In so doing, she became the second cycling Olympian from her hometown of Widnes, Cheshire, since John Geddes secured bronze on the Melbourne track as part of a GB team pursuit team, which included Mike Gambrill, Don Burgess and nineteen-year old Tom Simpson in the 1956 Olympics.

 

Representing her country in the home Olympics marks the highest point so far in Martin’s cycling career, which started when she was fifteen years old, her potential spotted by British Cycling’s talent identification team on a visit to her secondary school.

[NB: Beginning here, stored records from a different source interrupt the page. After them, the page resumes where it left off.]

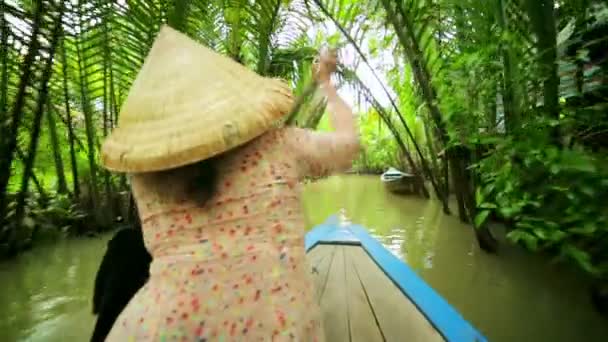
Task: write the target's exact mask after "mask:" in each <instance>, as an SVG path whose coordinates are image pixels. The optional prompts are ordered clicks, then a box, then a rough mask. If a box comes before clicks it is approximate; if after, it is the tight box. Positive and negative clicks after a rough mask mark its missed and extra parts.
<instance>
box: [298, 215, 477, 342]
mask: <svg viewBox="0 0 608 342" xmlns="http://www.w3.org/2000/svg"><path fill="white" fill-rule="evenodd" d="M306 251H307V258H308V260H309V263H310V265H311V266H312V277H313V279H314V283H315V296H316V297H315V299H316V301H317V302H318V303H319V305H320V307H321V311H322V320H323V326H324V329H325V336H326V339H327V341H366V342H367V341H371V342H373V341H458V342H469V341H470V342H474V341H475V342H484V341H487V340H486V338H485V337H484V336H483V335H482V334H481V333H480V332H479V331H477V330H476V329H475V328H474V327H473V326H472V325H471V324H470V323H469V322H467V321H466V320H465V319H464V318H463V317H462V316H461V315H460V314H459V313H458V312H457V311H456V310H455V309H454V308H453V307H452V306H451V305H450V304H448V303H447V302H446V301H445V299H443V298H442V297H441V296H440V295H439V294H438V293H437V292H435V291H434V290H433V289H432V288H431V287H430V286H429V285H427V284H426V283H425V282H424V280H422V279H421V278H420V277H418V275H416V273H415V272H414V271H413V270H412V269H410V268H409V267H408V266H407V264H405V263H404V262H403V261H401V260H400V259H398V258H397V257H396V256H394V255H393V254H392V253H391V252H390V251H389V250H387V249H386V248H384V246H383V245H382V244H381V243H380V242H378V241H377V240H376V239H374V238H373V237H372V236H371V235H369V233H368V232H367V230H366V229H365V228H364V227H362V226H359V225H355V224H352V223H349V222H340V220H339V219H338V218H337V217H336V216H332V217H330V218H329V219H328V220H327V221H326V222H325V223H323V224H320V225H318V226H316V227H314V228H313V229H312V230H311V231H310V232H308V234H306Z"/></svg>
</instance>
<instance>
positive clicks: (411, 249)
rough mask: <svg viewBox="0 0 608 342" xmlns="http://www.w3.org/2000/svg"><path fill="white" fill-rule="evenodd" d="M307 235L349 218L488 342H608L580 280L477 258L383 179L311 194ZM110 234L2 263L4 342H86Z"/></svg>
mask: <svg viewBox="0 0 608 342" xmlns="http://www.w3.org/2000/svg"><path fill="white" fill-rule="evenodd" d="M304 197H305V198H304V207H305V210H306V214H307V218H308V221H309V222H308V223H309V226H312V225H314V224H318V223H321V222H323V221H324V220H325V219H326V218H327V217H328V216H329V215H332V214H335V213H337V212H338V211H339V210H341V209H344V210H345V212H346V215H347V216H348V217H349V219H351V220H352V221H353V222H356V223H359V224H362V225H364V226H366V227H368V228H369V229H370V231H371V232H372V234H373V235H374V236H376V237H377V238H379V239H380V240H381V241H382V242H383V243H384V245H385V246H387V248H389V249H390V250H391V251H392V252H393V253H395V254H396V255H398V256H399V257H401V258H402V259H403V260H405V261H406V262H407V263H408V264H409V265H410V266H411V267H412V268H413V269H414V270H416V271H417V272H418V274H419V275H420V276H421V277H422V278H423V279H425V280H426V281H427V282H428V283H429V284H430V285H431V286H432V287H433V288H435V290H437V291H438V292H439V293H440V294H441V295H442V296H444V298H446V300H447V301H448V302H449V303H450V304H452V305H453V306H455V307H456V308H457V309H458V310H459V311H460V312H461V314H462V315H463V316H464V317H465V318H466V319H467V320H469V321H470V322H471V323H472V324H473V325H475V326H476V327H477V328H478V329H479V330H481V331H482V333H483V334H484V335H486V336H487V337H488V339H489V340H490V341H518V342H519V341H568V342H570V341H608V320H606V319H604V318H602V317H600V316H599V315H597V314H596V313H595V312H594V311H593V310H592V308H591V306H590V303H589V300H588V297H587V292H586V288H587V286H588V283H587V282H586V281H585V280H582V279H584V277H582V276H581V275H580V274H578V273H577V272H575V271H573V270H571V269H568V268H567V267H564V266H562V265H556V264H553V263H551V262H550V260H549V259H548V258H546V257H543V256H539V255H531V254H528V253H526V252H524V251H522V250H520V249H518V248H515V247H512V246H509V245H507V244H506V243H503V244H501V249H500V251H499V255H488V254H485V253H483V252H481V251H480V250H479V248H478V247H477V244H476V241H475V237H474V235H473V233H472V231H471V228H470V227H468V226H466V225H463V224H461V223H460V222H459V221H458V219H457V217H456V216H454V215H452V216H446V215H444V214H443V213H442V211H441V207H440V205H438V203H436V202H434V201H432V200H424V199H418V198H414V197H407V196H396V195H393V194H390V193H387V192H386V191H385V190H384V189H383V188H382V185H381V184H380V183H379V181H378V177H375V176H355V175H349V176H336V177H331V178H329V179H326V180H322V181H319V182H316V183H311V184H309V185H307V187H306V191H305V196H304ZM110 237H111V234H108V235H105V236H103V237H99V238H86V239H72V240H67V241H61V242H59V243H56V244H52V245H48V246H38V247H36V248H34V249H33V250H31V251H28V252H26V253H24V254H23V255H21V256H20V257H19V258H18V259H16V260H11V261H8V262H4V263H0V284H2V292H1V293H0V332H1V333H0V334H1V336H2V338H1V340H2V341H22V340H28V341H86V340H88V338H89V336H90V332H91V329H92V327H93V325H94V317H93V315H92V314H91V292H92V289H93V281H94V277H95V272H96V271H97V267H98V266H99V262H100V259H101V256H102V255H103V253H104V251H105V245H106V242H107V240H108V239H109V238H110Z"/></svg>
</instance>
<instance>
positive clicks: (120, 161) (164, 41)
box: [101, 26, 293, 173]
mask: <svg viewBox="0 0 608 342" xmlns="http://www.w3.org/2000/svg"><path fill="white" fill-rule="evenodd" d="M292 102H293V98H292V93H291V91H290V89H289V87H288V85H287V84H286V83H284V82H282V81H280V80H275V79H269V78H264V77H261V76H259V75H258V74H256V73H255V72H253V71H251V70H249V69H247V68H246V67H244V66H242V65H240V64H238V63H236V62H234V61H233V60H231V59H229V58H227V57H224V56H222V55H220V54H217V53H215V52H214V51H212V50H210V49H208V48H206V47H204V46H202V45H200V44H198V43H196V42H195V41H193V40H191V39H190V38H188V37H187V36H186V35H184V34H182V33H179V32H177V31H175V30H173V29H171V28H170V27H168V26H163V27H162V28H161V30H160V33H159V35H158V37H157V38H156V41H155V42H154V44H153V45H152V49H151V50H150V53H149V55H148V56H147V58H146V60H145V62H144V65H143V67H142V69H141V70H140V72H139V74H138V75H137V78H136V79H135V81H134V82H133V85H132V87H131V90H130V91H129V95H128V96H127V99H126V100H125V102H124V104H123V106H122V108H121V112H120V118H119V120H118V127H117V128H115V129H114V130H113V131H112V133H111V134H110V135H109V136H108V137H107V138H106V140H105V141H104V144H103V147H102V152H101V158H102V163H103V165H104V166H105V167H106V168H108V169H110V170H113V171H119V172H130V173H137V172H150V171H160V170H166V169H171V168H176V167H179V166H183V165H187V164H192V163H195V162H198V161H201V160H205V159H207V158H210V157H212V156H215V155H217V154H220V153H222V152H225V151H227V150H229V149H232V148H234V147H236V146H239V145H241V144H244V143H246V142H248V141H250V140H251V139H253V138H255V137H257V136H259V135H261V134H262V133H264V132H265V131H267V130H268V129H269V128H270V127H271V126H272V125H273V124H275V123H276V122H277V120H278V119H280V118H281V117H282V116H283V115H284V114H286V113H287V112H288V111H289V110H290V109H291V105H292Z"/></svg>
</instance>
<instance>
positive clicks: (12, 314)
mask: <svg viewBox="0 0 608 342" xmlns="http://www.w3.org/2000/svg"><path fill="white" fill-rule="evenodd" d="M106 240H107V237H104V238H102V239H82V240H80V239H79V240H70V241H62V242H59V243H57V244H52V245H48V246H38V247H36V248H35V249H33V250H31V251H28V252H26V253H24V254H23V255H21V256H19V258H17V259H16V260H10V261H6V262H3V263H0V283H2V285H3V292H2V293H0V331H2V340H3V341H20V340H27V341H82V340H88V337H89V335H90V331H91V329H92V326H93V323H94V320H93V315H92V314H91V304H90V300H91V293H92V289H93V281H94V276H95V272H96V270H97V267H98V265H99V262H100V258H101V255H102V253H103V251H104V249H105V242H106Z"/></svg>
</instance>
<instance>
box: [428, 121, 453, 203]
mask: <svg viewBox="0 0 608 342" xmlns="http://www.w3.org/2000/svg"><path fill="white" fill-rule="evenodd" d="M423 125H424V136H425V140H426V145H427V149H428V150H429V154H430V155H431V156H430V159H431V164H432V165H433V170H432V172H433V173H434V174H436V175H437V176H435V179H437V181H438V183H439V184H438V186H441V182H440V180H441V178H440V176H438V175H439V172H440V168H439V163H438V161H437V150H436V149H435V144H434V143H433V135H431V132H430V130H429V124H428V123H427V120H423ZM444 194H446V197H447V195H448V194H449V192H446V191H444Z"/></svg>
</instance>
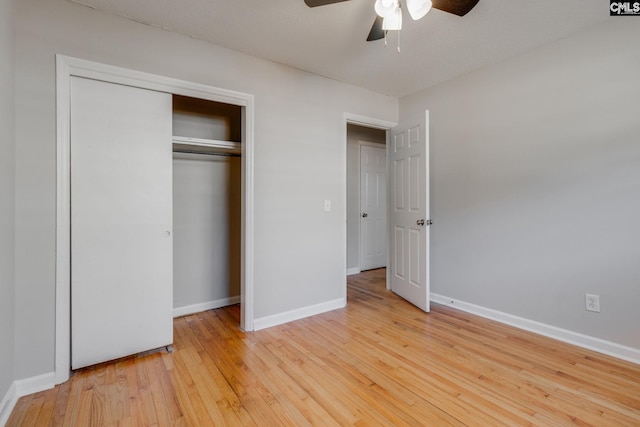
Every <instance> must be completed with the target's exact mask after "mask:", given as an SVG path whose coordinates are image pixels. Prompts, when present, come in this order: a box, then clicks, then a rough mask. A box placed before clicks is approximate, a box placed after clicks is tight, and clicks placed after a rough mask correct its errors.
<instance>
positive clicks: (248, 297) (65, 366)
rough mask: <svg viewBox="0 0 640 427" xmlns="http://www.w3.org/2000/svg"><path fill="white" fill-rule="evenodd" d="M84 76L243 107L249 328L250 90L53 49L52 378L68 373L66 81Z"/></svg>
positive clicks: (67, 290)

Although she had competed as a club swimmer and school runner, she had never before been involved in cycling, and, doubting that she could meet British Cycling requirements, almost missed the vital assessment session because of a timetable clash with another subject.

 

Recruited into the junior talent development team, she joined the Olympic Development Programme after winning the National Junior Road Race Championship in 2008.

 

Now an established professional women’s road racer based in Girona, Spain, with what she describes as the dream-like experience of taking part in the home Olympics behind her, she is very aware that the time is right to focus on new athletic and career targets.

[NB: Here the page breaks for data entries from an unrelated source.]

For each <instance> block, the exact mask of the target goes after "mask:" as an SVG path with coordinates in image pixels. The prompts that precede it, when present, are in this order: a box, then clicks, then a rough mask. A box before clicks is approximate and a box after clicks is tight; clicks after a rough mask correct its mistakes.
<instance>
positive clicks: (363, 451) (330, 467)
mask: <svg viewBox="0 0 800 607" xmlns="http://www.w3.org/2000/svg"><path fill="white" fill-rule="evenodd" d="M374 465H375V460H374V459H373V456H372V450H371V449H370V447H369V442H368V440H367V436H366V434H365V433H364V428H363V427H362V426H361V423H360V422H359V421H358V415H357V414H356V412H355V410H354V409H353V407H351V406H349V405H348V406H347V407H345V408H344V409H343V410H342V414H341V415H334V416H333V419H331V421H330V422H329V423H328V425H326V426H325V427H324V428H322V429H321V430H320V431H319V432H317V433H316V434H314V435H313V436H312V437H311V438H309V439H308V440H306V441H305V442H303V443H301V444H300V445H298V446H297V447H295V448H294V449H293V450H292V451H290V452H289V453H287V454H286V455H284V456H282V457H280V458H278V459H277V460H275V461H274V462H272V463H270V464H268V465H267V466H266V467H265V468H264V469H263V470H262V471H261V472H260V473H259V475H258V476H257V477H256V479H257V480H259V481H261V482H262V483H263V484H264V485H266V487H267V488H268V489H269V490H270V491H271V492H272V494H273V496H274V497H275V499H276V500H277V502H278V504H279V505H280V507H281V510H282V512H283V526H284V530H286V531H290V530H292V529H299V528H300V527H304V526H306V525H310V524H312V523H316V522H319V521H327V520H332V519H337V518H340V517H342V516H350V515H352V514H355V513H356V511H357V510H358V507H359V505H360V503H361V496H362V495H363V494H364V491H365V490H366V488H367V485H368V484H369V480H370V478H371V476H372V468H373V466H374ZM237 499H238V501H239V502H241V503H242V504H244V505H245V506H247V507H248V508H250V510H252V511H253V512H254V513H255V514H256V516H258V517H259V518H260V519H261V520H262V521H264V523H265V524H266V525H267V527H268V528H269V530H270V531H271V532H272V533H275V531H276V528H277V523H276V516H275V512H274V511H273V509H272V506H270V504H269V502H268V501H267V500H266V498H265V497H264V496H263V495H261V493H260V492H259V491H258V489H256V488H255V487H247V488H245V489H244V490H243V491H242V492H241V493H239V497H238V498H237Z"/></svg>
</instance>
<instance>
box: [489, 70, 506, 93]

Image © Paul Francis Cooper

 

I joined her on Lancashire’s lanes whilst she was out on a training ride in preparation for last weekend’s Belgian three-day stage race, the Lotto-Decca Tour. And she told me. “My three-weeks in the Olympic village were amazing – I had to pinch myself as I rubbed shoulders with the world’s greatest, like Usain Bolt. The crowds and excitement of the road race, and Lizzie winning the medal will stay with me forever. But coming home to my family in Widnes has been a really welcome chance to calm down and plan for the future.”

 

The third stage of the Lotto-Decca Tour involves two ascents of the Kapelmur Cobble, infamous as a regular feature in the Tour of Flanders. And Lucy’s training session took in an impressively fast ascent of Billinge’s Shayley Brow, which, with its 14% maximum gradient, is also a regular lung-tester for St Helens pro-rider Jonny McEvoy (Endura Racing) and Liverpool’s Mark McNally (An Post Sean-Kelly), regular winter training partners of Lucy when the three friends are home from racing and training abroad.

 

And her work on Shayley Brow went to good use in the tough final stage of the Lotto-Decca on Monday. Chasing an early break, she pulled hard at the front of the bunch for much of the stage, providing strong support for her team’s sprinter, Holland’s Kirsten Wild, who narrowly missed a podium placing with a bravely contested, but frustrating, fourth general classification position.

 

In career terms, Lucy’s next major target is to negotiate a new professional contract, having learned recently that her current team, AA Drinks-Leontein.nl, (which also includes  Lizzie Armitstead, Emma Pooley and GB National Road Race winner, Sharon Laws on its team-list) will lose its sponsor at the end of the season.

 

Eyeing a number of options for 2013, she is hoping for greater interest in women’s cycling and the personal opportunity to switch from her current, mainly support, position to a team role in which she will be able to chase her own podium places more regularly.